To some questions, it offers misleading or inaccurate answers. We have asked it some technical questions, to which its answers are sometimes primitive and sometimes erroneous. For policymaking, the best conclusion is straightforward: use large language models with considerable caution and apply critical thinking.
ChatGPT is “noisy” in the technical sense that it does not offer the same answer to the same question. We asked it precisely the same question on multiple occasions, and we never received the same answer. It is a “non-deterministic” algorithm, which means that its answers will vary. It will also give different answers depending on how questions are asked. If you add for example “give me an expert view”, more detailed responses are provided.
We can hope that its responses to development-related questions are accurate, and that if they are not, they will become accurate over time; the mixed current record of ChatGPT suggests good reason for caution on this count, at least in the short-term.
There is a great deal of enthusiasm, even excitement, about the potential of generative AI, and understandably so. It is possible to obtain answers to challenging questions in a matter of seconds. For those interested in public health and safety, those answers can be valuable and impressively specific.
This could have impact on how fast low-income countries obtain and process information if they get access to the technology and if relevant information in local language is used to train the model.
To achieve these benefits, public sector agencies should focus on six things:
- Build foundations: Invest in data cleaning, quality control of information and knowledge and accuracy checks.
- Enhance understanding: Build capacity of public sector staff in data and information management, in critical thinking and in bias awareness in large language models. The technology is only as good as the data and information that it is trained with and the trainers need to be aware of biases.
- Develop public infrastructure: Build public digital infrastructure that enables staff and citizens to have access to ChatGPT and the like as a public good. This also requires data, information and knowledge management governance of systems that feed into LLMs like ChatGPT.
- Have a voice: Stand up in regional and global fora for equitable access to ChatGPT and similar platforms. This includes also standing up for language translations and access in local language.
- Plan for security: Ensure data security and private legal frameworks are developed to ensure generative AI solutions don’t create cybersecurity risks.
- Don’t trust but test, and keep humans in the loop: Start small and test applications to help staff learn how to work with large language models.
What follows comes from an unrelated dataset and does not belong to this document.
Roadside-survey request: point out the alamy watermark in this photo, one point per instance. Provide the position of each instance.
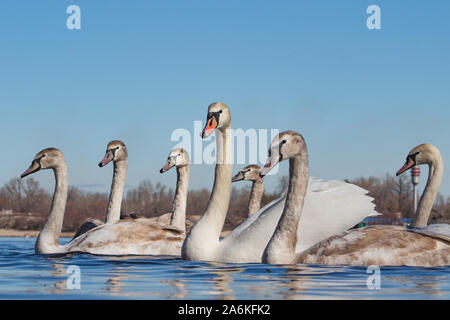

ChatGPT is only as useful and good as the understanding of staff how to use it. Artificial intelligence will not replace current development practitioners, but they will be replaced one day by new staff who know how to work AI.
ChatGPT does not yet provide real guidance for development, and for development projects in particular its responses tend to be too abstract or platitudinous to be helpful. Still, these are early days, and we are looking forward to more conversations with ChatGPT.